Because breaking up is hard to do it took Girls two attempts to say its final goodbyes. For a series that has so often struggled with consistency its exit - both of them - can only be labelled a total success.
As regular viewers of the show could attest, this was by no means guaranteed. Just like its central characters Girls has displayed flashes of brilliance over the years while wrestling with its flaws and occasionally succumbing to its worst instincts .
But over the past two weeks creator/writer/star Lena Dunham orchestrated a satisfying and confident conclusion to her show. Each character, including the increasingly stellar supporting cast, got their goodbyes, wrapped their arcs and ended up in their right place.
Even Dunham's character Hannah, who, at the very end of it all, had done the unthinkable and left New York, a city where "people literally shit in the streets", for a responsible teaching position at a pastoral out of town university.
Is it a cop out that they all lived happily ever after? Girls prided itself on its messy realism, its insistence that life was not something neat and tidy and easily understood. Its characters were chasing that naive ideal because, at heart, they all believed they were special and deserved it.
So yeah... I guess it is a bit. But it offered closure and besides, who really wanted to see them ride off miserably into the sunset. Better to go out dancing.
These two final episodes both served as very separate and distinct farewells. The first, fittingly titled Goodbye Tour was more traditional and upbeat and would have felt very familiar to fans of Girls producer/writer Judd Apatow.
The four girls, Hannah, Marnie, Jessa and Shoshanna burned their friendship to the ground with another blazing row. The power of everyone's self-involved righteousness obliterating any hopes of reconciliation. As they squared off in the bathroom at Shoshanna's engagement party. Words were said. The sort of which there is no coming back from.
"I have come to realize how exhausting and narcissistic and ultimately boring this whole dynamic is," spat Shoshanna with barely contained venom. "I think we should all just agree to call it."
Was that Dunham taking a thinly veiled swipe at her critics? Most likely. But it worked and the girls stormed out then stalked out a separate corner of the party in which to skulk and sulk in.
They continued to party separately; Hannah doing her bad robot dancing, Marnie flirting with the suits, Jessa laughing it off with some brand new pals and Shosh draping herself across her fiancé.
But through the healing powers of booze and dance some small reconciliations were made; a touching moment between Jessa and Hannah sealed their season long rift and a brief dance between Hannah and Marnie patched things up there.

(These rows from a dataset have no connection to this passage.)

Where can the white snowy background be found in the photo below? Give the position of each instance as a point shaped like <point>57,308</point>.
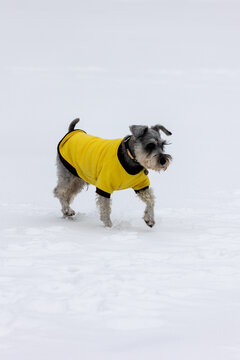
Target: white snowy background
<point>71,289</point>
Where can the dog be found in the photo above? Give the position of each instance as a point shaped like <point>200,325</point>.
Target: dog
<point>110,165</point>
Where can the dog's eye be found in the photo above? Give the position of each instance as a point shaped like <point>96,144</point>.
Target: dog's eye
<point>150,146</point>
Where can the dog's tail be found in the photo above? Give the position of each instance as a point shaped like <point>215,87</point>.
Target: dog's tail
<point>73,124</point>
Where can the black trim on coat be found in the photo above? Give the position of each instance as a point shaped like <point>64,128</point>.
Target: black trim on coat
<point>132,167</point>
<point>103,193</point>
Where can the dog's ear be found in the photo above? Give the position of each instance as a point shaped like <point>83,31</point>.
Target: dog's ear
<point>160,127</point>
<point>138,130</point>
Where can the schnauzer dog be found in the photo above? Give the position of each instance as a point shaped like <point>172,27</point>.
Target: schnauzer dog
<point>110,165</point>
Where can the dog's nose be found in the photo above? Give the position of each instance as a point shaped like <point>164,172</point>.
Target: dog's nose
<point>162,160</point>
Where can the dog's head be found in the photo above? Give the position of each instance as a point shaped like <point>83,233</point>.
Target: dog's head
<point>149,147</point>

But as the editing skewered time and separated the girls off from each other we zoomed slowly in on Hannah's dawning realisation this really was the end. That this group of friends who had all gone through a pivotal part of their lives together, who'd been there, helped, supported and caused trouble with each other, was done.
Hannah, one of the most exhausting and narcissistic characters to ever grace the small screen, finally achieved a level of growth and self-awareness that she had seemed wilfully incapable of achieving at any point previously over the past six years.
It was a bittersweet moment. Everyone smiling and happy caught up in their own worlds as opposed to each others.
And if it had ended there it would have been a great way to go. But it didn't.
Latching, the final episode, felt more like an epilogue. We jumped five months into the future and joined Hannah, her baby Grover, and Marnie upstate.
This episode focused on this family unit, mainly struggling together and kept a tight focus.
Marnie, acting as a stand-in for Grover's absent surfer-dude dad, was getting on Hannah's tits with her "helping". Grover wasn't getting on Hannah's tits, causing her to stress out because she thought his refusal to breastfeed must mean he hated her. As her Mum would later point out, a baby is incapable of hate.
Where the previous episode saw Hannah realising people grow apart and friendships don't last forever, this one focused on her accepting her new role as a parent. This mainly revolved around a very funny chance encounter/confrontation with a hysterical, pants-less, teenage girl.
Its closing moments however were tender and quiet. Just Hannah and her baby, rocking gently together in the dark, both accepting of the other. The girl all grown up.